Galeteria Gaúcha como melhor restaurante de comida brasileira, Vasto sendo a melhor parrilla e Madero levando melhor hambúrguer demonstram a completa aleatoriedade (para não sugerir coisa pior) do pleito organizado pelo Correio Braziliense


Premiações gastronômicas são hoje o mais puro reflexo da decadência de uma possibilidade de discussão acerca do setor da restauração que se possa levar a sério. Primeiramente porque em quase 100% dos casos, a metodologia é frouxa, displicente ou até inexistente, como faz transparecer a mais recente delas, da Encontro Gastrô - O Melhor de Brasília 2023, iniciativa do Correio Braziliense, cuja 11ª edição ocorrida ontem, no Brasília Palace Hotel, realizou uma celebração de equívocos, ou como prefiro ver: de piadas.


Antes, um preâmbulo. O métier gastronômico opera como qualquer outra indústria, sobretudo ligada ao entretenimento. Prêmios celebram e coroam, sobretudo, o êxito da comunicação (das relações públicas e do marketing). É assim no Oscar, no Grammy e, trazendo para a gastronomia, no World's 50 Best Restaurants - das premiações do segmento, a mais incensada.


(em tempo: não trago o Michelin para esta discussão particularmente, pois sua estrutura e metodologia não correspondem à de premiação e mais de avaliação, fazendo dele mais rigoroso, porém, não menos problemático, o que podemos debater em algum outro momento)


No Brasil, quem se meteu a dar prêmios foi a Editora Abril pela Vejinha (apelido concedido às edições regionais de Veja, dentre as quais a famigerada Veja Comer & Beber). Nacionalmente, era ela e a Gula, talvez. Regionalmente, Prazeres da Mesa, Paladar, Folha Comida etc.


Falo de dentro do sistema. Já fui jurado convidado de Vejinha por vários anos, trabalhei como crítico em Veja Brasília e, portanto, fui avaliador e também responsável por escolher e convidar jurados para integrarem o corpo avaliador, além de meter meu bedelho na própria metodologia em si. Posso garantir: o sistema é falho, limitado e, portanto, "injusto", principal acusação relegada aos prêmios em modo geral.

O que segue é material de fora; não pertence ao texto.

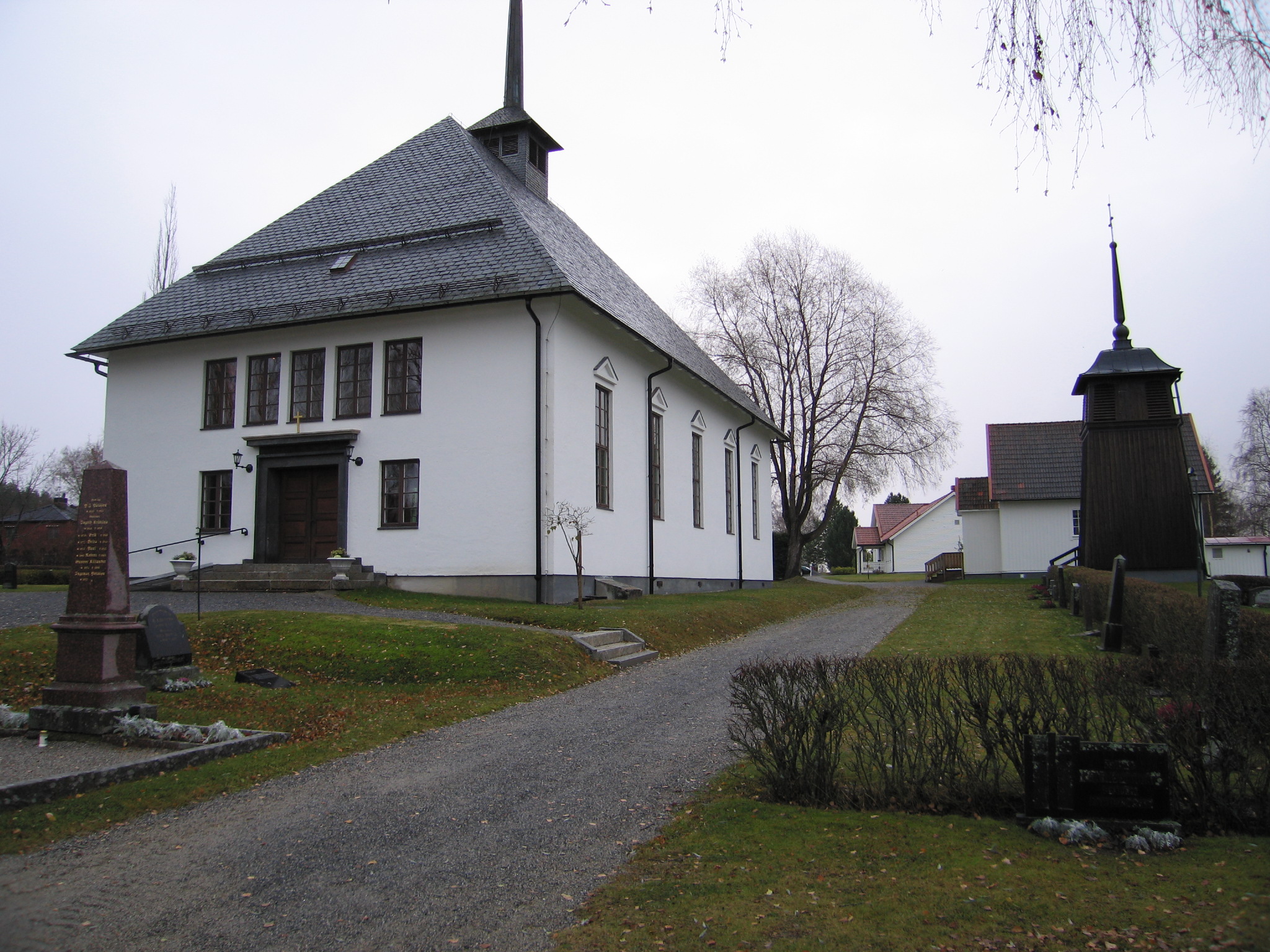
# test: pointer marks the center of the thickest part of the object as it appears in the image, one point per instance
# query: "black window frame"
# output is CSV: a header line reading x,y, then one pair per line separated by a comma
x,y
699,516
398,372
258,381
401,493
753,496
729,493
314,382
362,380
215,500
603,447
654,477
220,392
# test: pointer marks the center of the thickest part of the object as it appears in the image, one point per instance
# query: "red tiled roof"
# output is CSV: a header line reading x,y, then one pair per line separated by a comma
x,y
868,536
974,493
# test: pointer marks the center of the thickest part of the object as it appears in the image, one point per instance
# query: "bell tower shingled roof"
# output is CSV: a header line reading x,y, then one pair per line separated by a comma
x,y
511,134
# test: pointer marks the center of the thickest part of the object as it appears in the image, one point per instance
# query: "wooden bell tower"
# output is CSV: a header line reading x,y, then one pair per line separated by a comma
x,y
1134,488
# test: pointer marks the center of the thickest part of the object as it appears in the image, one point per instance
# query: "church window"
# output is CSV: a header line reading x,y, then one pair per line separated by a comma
x,y
262,389
753,498
698,516
403,376
353,386
603,462
308,384
220,382
215,501
728,491
399,494
654,475
538,156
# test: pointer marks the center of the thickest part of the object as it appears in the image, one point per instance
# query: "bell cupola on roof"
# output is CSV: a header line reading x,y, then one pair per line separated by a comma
x,y
1135,494
511,134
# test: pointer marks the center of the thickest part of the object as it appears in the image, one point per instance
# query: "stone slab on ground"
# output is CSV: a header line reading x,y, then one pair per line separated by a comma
x,y
22,759
489,831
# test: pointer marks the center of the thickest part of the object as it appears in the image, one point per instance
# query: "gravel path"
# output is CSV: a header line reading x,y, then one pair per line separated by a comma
x,y
484,834
19,609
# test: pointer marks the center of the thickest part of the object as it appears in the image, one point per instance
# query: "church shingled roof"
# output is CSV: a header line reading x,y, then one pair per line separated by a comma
x,y
437,221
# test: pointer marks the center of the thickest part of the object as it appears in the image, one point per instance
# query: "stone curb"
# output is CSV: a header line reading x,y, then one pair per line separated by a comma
x,y
30,792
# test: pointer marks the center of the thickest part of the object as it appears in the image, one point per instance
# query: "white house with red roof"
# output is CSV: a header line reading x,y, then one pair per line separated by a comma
x,y
905,536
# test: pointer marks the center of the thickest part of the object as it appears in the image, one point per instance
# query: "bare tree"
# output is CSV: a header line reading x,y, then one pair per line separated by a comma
x,y
68,467
831,357
163,270
1043,52
1253,460
573,522
22,478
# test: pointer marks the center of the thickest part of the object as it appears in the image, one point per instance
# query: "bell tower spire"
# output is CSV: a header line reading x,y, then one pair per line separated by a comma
x,y
511,134
513,87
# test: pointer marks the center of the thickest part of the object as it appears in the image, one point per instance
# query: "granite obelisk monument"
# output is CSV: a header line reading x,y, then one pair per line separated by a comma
x,y
97,637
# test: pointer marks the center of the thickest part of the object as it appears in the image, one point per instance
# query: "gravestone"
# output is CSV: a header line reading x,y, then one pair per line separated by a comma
x,y
164,651
1113,630
97,637
1090,780
1222,626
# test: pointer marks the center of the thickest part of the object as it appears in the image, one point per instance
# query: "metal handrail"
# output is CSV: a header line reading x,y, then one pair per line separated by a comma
x,y
200,539
1073,551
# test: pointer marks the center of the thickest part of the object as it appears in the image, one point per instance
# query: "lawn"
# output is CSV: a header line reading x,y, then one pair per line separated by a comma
x,y
361,682
987,617
733,874
737,874
365,681
670,624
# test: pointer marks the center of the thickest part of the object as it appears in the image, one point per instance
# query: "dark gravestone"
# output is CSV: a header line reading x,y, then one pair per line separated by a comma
x,y
97,637
1090,780
263,678
1113,628
1222,626
164,643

Podemos dizer que Veja Comer & Beber é ainda a maior referência no imaginário de pessoas interessadas no circuito gastronômico (sobretudo com o fim do Guia 4 Rodas, que, como Michelin, apresentava metodologia mais sólida e, portanto, maior credibilidade).


Para a leitora e o leitor que não conhecem como funcionam as premiações, deixo aqui uma garantia para vocês: elas podem ir de pequenos esforços individuais de avaliação (por parte de alguns jurados) até à completa aleatoriedade ou, em casos extremos, à "venda" do prêmio, em troca de anúncio na publicação por trás da láurea.


Essa relação promíscua do comercial com o editorial é o que mais pega em qualquer espécie de disputa. Todo mundo se mobiliza, torce, vota, alimenta expectativas, enquanto os principais vencedores já estão escolhidos. Neste quesito posso garantir que em Veja Comer & Beber, ao menos em minhas gestões, isso nunca ocorreu.


No caso de Encontro Gastrô, não sei dizer. Mas os resultados mostram por si o desapego com qualquer metodologia provável de garantir um pleito com alguma credibilidade. Chega a ser risível.


Primeiramente, porque os jurados envolvidos (isso vale para Veja) precisam ter alguma notoriedade no tecido social da região. Assim, gente sem qualquer capacidade de diferenciar uma baguete de um pão de fôrma pode decidir o destino daquele prêmio. Segundo, porque envolve voto popular. Ou seja, comprova-se não a qualidade do restaruante, mas de sua capacidade de comunicar, engajar e persuadir a audiência. E o voto popular é afetivo, interesseiro, contaminado por sabores e dissabores que pouco importam à gastronomia.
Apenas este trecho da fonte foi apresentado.